From this cross matching the authors were able to build a profile of investor types. This profile was drawn from the Temperament and Character Inventory. This test measures four personality traits of which the authors selected two – novelty seeking and reward dependence.
Novelty seeking is defined as “Novelty-seeking measures the degree to which one exhibits active behaviour in response to stimuli and actively seeks pleasure and reward when none is currently on offer.” Novelty seeking has four subscales; exploratory,excitability,impulsiveness, extravagance and disorderliness.

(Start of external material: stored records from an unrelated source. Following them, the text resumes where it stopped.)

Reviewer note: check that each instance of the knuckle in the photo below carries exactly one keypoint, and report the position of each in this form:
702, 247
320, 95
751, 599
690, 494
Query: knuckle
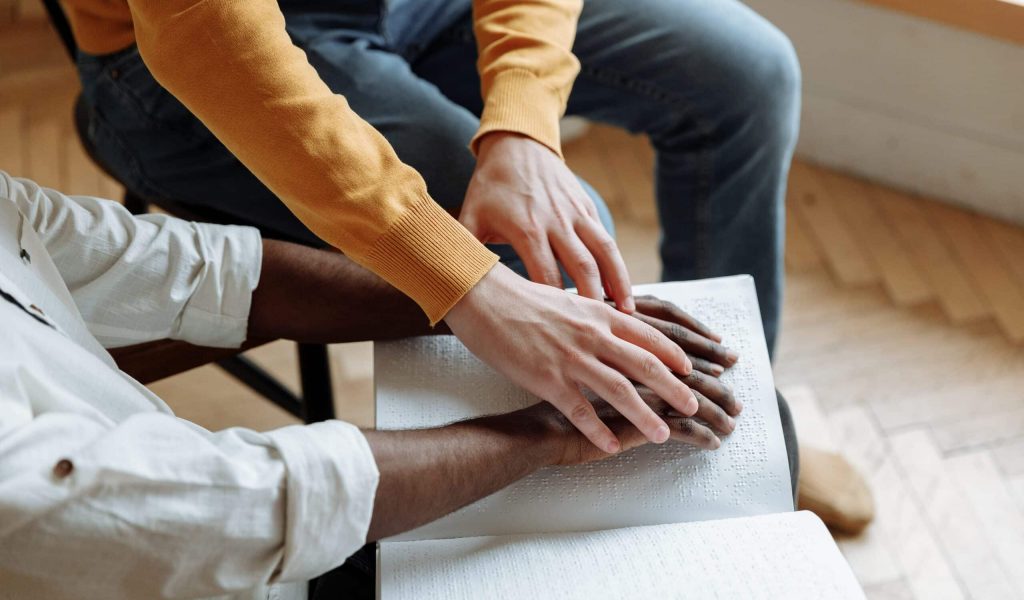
621, 389
552, 275
606, 245
650, 366
587, 266
588, 331
678, 332
580, 412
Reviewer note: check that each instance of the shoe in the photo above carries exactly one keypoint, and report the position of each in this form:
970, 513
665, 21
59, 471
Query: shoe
830, 487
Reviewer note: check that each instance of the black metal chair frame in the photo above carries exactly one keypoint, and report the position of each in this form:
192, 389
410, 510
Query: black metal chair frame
316, 401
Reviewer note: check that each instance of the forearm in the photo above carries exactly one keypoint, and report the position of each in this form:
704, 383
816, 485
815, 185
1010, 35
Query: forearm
427, 474
322, 296
526, 66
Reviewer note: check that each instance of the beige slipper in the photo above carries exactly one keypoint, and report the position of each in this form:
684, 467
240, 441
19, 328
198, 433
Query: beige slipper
830, 487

Participants who score highly in this area are easily bored whilst those who have a low score demonstrate patience. This interesting feature of this is that it overlaps in some ways with the pivotal study – An analysis of the profiles and motivations of habitual commodity speculators from 1998. In this study it was found that for the majority of traders being in the action was more important that being profitable. Traders sought out action not profit. One could therefore intuit that such traders would score very highly on the scale of novelty seeking.

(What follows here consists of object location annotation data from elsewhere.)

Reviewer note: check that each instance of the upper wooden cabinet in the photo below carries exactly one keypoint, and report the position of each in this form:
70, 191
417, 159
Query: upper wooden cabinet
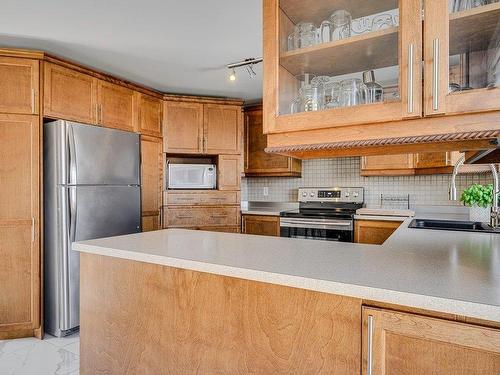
409, 164
150, 115
312, 108
228, 172
69, 94
257, 161
314, 67
197, 128
19, 85
19, 225
116, 106
409, 344
461, 55
222, 125
183, 128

The second trait that was investigated was reward dependence which is defined as the way in which one is emotional and responsive to social stimuli. Reward dependence has three subscales; sentimentality, attachment and dependence.Those with a high score in this area are concerned with what others think about them. Whereas those who have a low score are disinterested in the opinions of others.
Drawing from these two basic traits and the scores generated the authors posit three basic investor traits and actions arising from those traits.

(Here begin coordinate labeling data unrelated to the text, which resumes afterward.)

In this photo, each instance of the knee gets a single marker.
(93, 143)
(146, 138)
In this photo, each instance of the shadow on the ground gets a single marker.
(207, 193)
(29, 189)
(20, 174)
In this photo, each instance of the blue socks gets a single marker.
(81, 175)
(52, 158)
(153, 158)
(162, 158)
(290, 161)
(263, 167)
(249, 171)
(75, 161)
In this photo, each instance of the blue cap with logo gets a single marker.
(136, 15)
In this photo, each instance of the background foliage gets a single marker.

1. Extravagent indiduals have a tendency to hold large growth stocks.
2. Impulsive people hold smaller growth stocks.
3. Sentimental social individuals hold smaller value stocks.
From my pwn observations I can partially see through the veil of psycho-babble to see glimpses of the thousands I have seen over the decades but some of it is an interpretative stretch that struggles with the spectrum of personalities and behaviours in markets. I also have concerns over the samples size – the Finnish market is tiny. However, putting that aside a case can be made that those who are impulsive tend to trade smaller cap rubbish – it is part of their poor attention span and get rich quick mentality. I imagine if you surveyed FX traders you would see a lot of novelty seeking, impulsive behaviours. Those who are sentimental and social tend to love a good narrative and smaller value stocks are often accompanied by a good story and such investors want to be part of these story. I do have trouble with the extravagant individuals and their relationship to large cap stocks since my experience has been that such stocks tend to be the focus of those who are the opposite of extravagant. But the survey may be picking up something at a deeper level that my simple anecdotes dont see.
Their sample size is a little on the tiny side and the Single market used is also on the tiny side. This is of course relevant but how does it change the data?
Maybe we could put them into sets of extravagant large growth stocks and non extravagant growth stocks and compare the pair (or in our case , compare the four).